Hi all,
I have a system which is experiencing paging out of SQL memory to disk and subsequent slowdown while this happens.
The system runs SQL 2005 on an active/passive cluster (2 node) with 48GB RAM on each node - SQL’s ‘Max Server Memory’ property is set to 40GB.
The following is what I've managed to gather so far (I'm not a SQL expert! so please correct me if any of the assumptions below are wrong..)
Some SQL procedures work outside of the buffer pool memory, meaning the ‘Max Server Memory’ value is _NOT_ the total memory in use for the entire SQL process.

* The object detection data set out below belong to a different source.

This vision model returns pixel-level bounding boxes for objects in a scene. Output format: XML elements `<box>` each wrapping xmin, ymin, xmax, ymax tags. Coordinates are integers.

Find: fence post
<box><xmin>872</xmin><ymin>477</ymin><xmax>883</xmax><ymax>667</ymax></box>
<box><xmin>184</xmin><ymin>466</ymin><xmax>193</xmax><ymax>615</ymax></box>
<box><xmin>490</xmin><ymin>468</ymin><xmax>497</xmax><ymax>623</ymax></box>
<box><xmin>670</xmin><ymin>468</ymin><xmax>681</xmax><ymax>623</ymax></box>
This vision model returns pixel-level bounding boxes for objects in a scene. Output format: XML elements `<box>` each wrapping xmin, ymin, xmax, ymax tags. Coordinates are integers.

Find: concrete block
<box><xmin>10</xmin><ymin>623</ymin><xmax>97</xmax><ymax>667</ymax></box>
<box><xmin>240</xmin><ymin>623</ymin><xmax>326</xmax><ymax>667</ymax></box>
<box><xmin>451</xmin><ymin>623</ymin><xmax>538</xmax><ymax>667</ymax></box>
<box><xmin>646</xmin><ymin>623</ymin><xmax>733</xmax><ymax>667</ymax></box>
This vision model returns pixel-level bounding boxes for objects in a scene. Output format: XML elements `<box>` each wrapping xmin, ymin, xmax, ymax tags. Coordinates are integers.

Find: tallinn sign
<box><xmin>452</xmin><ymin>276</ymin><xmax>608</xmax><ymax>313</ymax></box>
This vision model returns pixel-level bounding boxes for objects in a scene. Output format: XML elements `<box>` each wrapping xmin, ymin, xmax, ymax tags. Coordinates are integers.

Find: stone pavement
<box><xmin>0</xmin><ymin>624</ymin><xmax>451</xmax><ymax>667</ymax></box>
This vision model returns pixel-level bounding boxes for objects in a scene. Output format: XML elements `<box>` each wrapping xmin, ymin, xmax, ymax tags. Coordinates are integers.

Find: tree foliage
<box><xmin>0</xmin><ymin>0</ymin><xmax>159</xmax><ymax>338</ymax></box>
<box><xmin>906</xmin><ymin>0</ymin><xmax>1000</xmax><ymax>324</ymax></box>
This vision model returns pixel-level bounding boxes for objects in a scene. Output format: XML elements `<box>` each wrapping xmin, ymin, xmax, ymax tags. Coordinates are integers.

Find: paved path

I think this is where it’s falling down, since 40GB was allocated as the value (with us thinking 8GB was left for Windows & other processes) but in fact SQL is using 40GB + some other value.
‘some other value’ equates to any pages > 8kb block size which are allocated by the multi page allocator, anything allocated from this comes from outside of the SQL buffer pool (in our case 40GB).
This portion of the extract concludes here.